Pulmonary embolectomy: a 20-year experience at one center.

作者信息

Meyer G, Tamisier D, Sors H, Stern M, Vouhé P, Makowski S, Neveux J Y, Leca F, Even P

机构信息

Department of Cardiothoracic Surgery, Laennec Hospital, Paris, France.

出版信息

Ann Thorac Surg. 1991 Feb;51(2):232-6. doi: 10.1016/0003-4975(91)90792-o.

Abstract

Between 1968 and 1988, 96 consecutive patients with acute massive pulmonary embolism underwent pulmonary embolectomy under cardiopulmonary bypass. The operative mortality rate was 37.5%. We analyzed 12 clinical and hemodynamic variables by univariate and multivariate analyses to assess the predictive factors of postoperative outcome. Multivariate analysis disclosed that cardiac arrest and associated cardiopulmonary disease were independent predictors of operative death.
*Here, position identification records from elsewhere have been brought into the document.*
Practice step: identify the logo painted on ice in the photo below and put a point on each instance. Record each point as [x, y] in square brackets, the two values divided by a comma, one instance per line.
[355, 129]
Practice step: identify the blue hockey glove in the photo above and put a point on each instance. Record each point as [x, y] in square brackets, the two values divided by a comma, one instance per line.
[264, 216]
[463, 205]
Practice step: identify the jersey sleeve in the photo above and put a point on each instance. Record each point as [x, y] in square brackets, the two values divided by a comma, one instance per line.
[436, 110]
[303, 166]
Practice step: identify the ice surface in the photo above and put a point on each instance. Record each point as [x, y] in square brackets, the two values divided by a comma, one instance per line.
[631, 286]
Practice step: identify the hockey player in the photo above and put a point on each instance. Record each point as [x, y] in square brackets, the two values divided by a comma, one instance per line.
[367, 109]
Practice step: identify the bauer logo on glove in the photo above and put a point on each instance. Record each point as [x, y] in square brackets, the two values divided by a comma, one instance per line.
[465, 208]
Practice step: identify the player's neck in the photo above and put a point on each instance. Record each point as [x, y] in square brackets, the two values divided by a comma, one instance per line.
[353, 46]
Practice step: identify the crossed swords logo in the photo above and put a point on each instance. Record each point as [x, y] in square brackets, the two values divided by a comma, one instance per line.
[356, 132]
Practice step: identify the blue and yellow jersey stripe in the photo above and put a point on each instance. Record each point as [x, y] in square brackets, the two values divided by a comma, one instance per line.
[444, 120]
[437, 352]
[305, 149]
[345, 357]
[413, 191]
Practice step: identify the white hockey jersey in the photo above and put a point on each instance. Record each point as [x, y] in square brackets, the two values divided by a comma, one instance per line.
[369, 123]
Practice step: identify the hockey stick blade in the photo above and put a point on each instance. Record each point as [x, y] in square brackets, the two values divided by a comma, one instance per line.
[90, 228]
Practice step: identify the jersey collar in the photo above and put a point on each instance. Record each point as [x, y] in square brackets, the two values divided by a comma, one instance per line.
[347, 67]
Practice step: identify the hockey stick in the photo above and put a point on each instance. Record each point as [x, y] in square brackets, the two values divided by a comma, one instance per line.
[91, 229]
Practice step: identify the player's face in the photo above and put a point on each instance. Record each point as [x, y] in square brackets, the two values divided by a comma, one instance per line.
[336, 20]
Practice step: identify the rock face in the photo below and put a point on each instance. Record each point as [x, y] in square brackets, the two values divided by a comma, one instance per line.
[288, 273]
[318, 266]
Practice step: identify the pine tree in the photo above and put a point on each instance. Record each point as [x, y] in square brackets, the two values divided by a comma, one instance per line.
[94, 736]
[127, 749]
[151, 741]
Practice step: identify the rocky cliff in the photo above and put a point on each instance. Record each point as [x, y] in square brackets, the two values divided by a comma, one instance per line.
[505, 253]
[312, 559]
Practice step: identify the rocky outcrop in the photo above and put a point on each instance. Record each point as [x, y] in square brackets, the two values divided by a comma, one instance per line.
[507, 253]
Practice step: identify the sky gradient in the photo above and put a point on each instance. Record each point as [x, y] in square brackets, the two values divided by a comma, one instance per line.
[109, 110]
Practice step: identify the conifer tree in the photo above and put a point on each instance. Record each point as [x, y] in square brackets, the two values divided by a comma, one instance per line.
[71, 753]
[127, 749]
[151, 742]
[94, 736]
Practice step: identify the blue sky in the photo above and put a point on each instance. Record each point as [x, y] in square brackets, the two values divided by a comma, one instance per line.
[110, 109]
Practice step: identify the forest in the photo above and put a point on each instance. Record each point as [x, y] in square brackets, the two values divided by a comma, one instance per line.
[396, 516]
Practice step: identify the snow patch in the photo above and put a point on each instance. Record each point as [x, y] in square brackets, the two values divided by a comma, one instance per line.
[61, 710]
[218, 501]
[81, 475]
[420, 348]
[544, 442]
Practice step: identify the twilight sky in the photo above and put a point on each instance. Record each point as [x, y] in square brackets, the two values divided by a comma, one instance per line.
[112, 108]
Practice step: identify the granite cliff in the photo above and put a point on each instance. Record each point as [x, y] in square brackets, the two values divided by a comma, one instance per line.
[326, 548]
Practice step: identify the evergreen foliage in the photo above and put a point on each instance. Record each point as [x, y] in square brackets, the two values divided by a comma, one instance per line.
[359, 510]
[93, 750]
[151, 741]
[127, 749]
Long-term follow-up (range, 2 to 144 months; mean, 56 months) information was available for 55 of the 60 discharged patients: 6 had died, and 5 complained of persistent mild or severe exertional dyspnea (New York Heart Association class II). These results help assess the preoperative risk in patients undergoing pulmonary embolectomy. They also show that, in the few patients who do not benefit from optimal medical therapy, pulmonary embolectomy remains an acceptable procedure in view of the long-term results.

摘要

1968年至1988年间,96例连续性急性大面积肺栓塞患者在体外循环下行肺动脉血栓切除术。手术死亡率为37.5%。我们通过单因素和多因素分析对12项临床和血流动力学变量进行分析,以评估术后结果的预测因素。多因素分析显示,心脏骤停和相关心肺疾病是手术死亡的独立预测因素。60例出院患者中有55例获得了长期随访(范围为2至144个月;平均56个月):6例死亡,5例主诉持续存在轻度或重度劳力性呼吸困难(纽约心脏病协会II级)。这些结果有助于评估接受肺动脉血栓切除术患者的术前风险。它们还表明,对于少数未从最佳药物治疗中获益的患者,鉴于长期结果,肺动脉血栓切除术仍是一种可接受的手术。